但每當夜晚降臨,燈光熄滅,唱詩班的老成員仍會在泥地間走向教堂,穿著沾著土的膠鞋,唱起那些讚美詩——唱的是《基督得勝了》《耶穌人類的希望》《馨香讚美》,翻開的詩歌本裡既有中文,也有苗文。他們唱得很慢,也很認真。就像多年來一樣。

於是我知道,他們的歌,仍是為神而唱的。

四、現實的引力

「我若說,我不再提耶和華,也不再奉他的名講論,我便心裡覺得似乎有燒着的火閉塞在我骨中,我就含忍不住,不能自禁。」——耶利米書20:9 我若說我不再提耶和華

紀錄片中的建生是一個很安靜的人。不知怎麼,他總是讓我想到舊約裡的耶利米。那位「流淚的先知」。

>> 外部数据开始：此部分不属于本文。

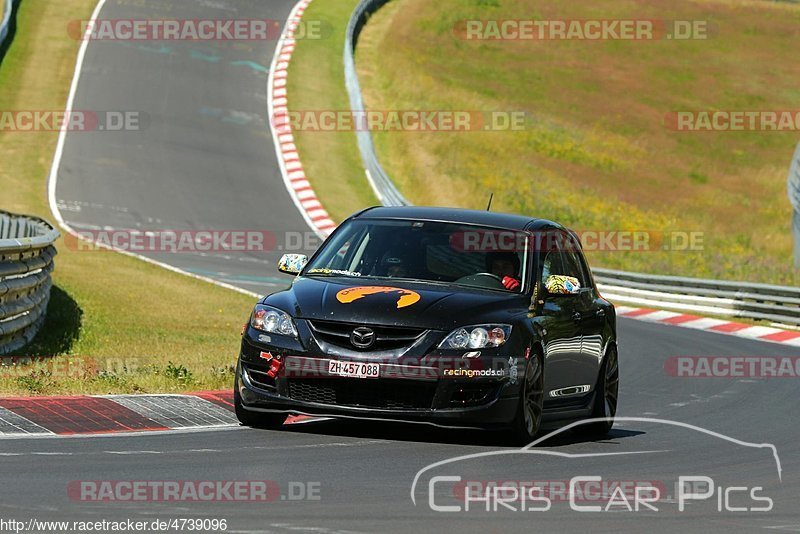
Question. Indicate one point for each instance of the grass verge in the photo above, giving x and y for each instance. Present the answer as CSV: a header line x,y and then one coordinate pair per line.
x,y
117,324
596,155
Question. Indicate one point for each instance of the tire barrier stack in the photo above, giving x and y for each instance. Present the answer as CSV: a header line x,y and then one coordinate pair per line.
x,y
26,262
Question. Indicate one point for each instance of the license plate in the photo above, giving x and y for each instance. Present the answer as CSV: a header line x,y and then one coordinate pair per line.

建生說話不多,總是微笑著,眼神卻像風一樣,時不時飄向遠方。他在村里牧羊,也在教堂裡唱詩,偶爾寫日記,寫出來的每一句話都有打動人的力量。在影片的開頭,他是那個會在放羊的路上讀聖經的人,是那個說想去傳教的人。他的聲音輕,但誠懇。我相信他是「可以只為神而活」的人。

影片《曠野歌聲》劇照:讀日記的建生

可現實是一道不斷逼近的牆。

那麼多瑣碎的,沈重的事情,一件接一件發生。婚姻、家庭、村裡人的目光、妻子的期待,一間還未蓋起來的房子。建生或許想要保留自己對生活的方式,不想陷入物質。可最終他還是蓋了那座房子。

我想,那對於一位信仰者來說,是最艱難的試煉。我看著他走向沉默,開始逃避鏡頭。他在日記裡寫:「一個逆流而上的人會被所有世事擠壓。」我見到他在疲憊中妥協。他仍然愛妻子,也仍然敬畏上帝。他重新開始微笑,配合村裡的活動,在演出前努力排練、在台上接受掌聲。他依舊會唱歌,但依然沈默。他在日記裡說:「我也會隨波逐流,為了和睦。」

影片《曠野歌聲》劇照:建生與妻子在噴灑農藥

那是他的方式——保住一點信仰的火種,也保住自己的婚姻與尊嚴。他選擇活下來,選擇成為一個「可以理解的丈夫」,而不是一個「始終不合時宜的理想者」。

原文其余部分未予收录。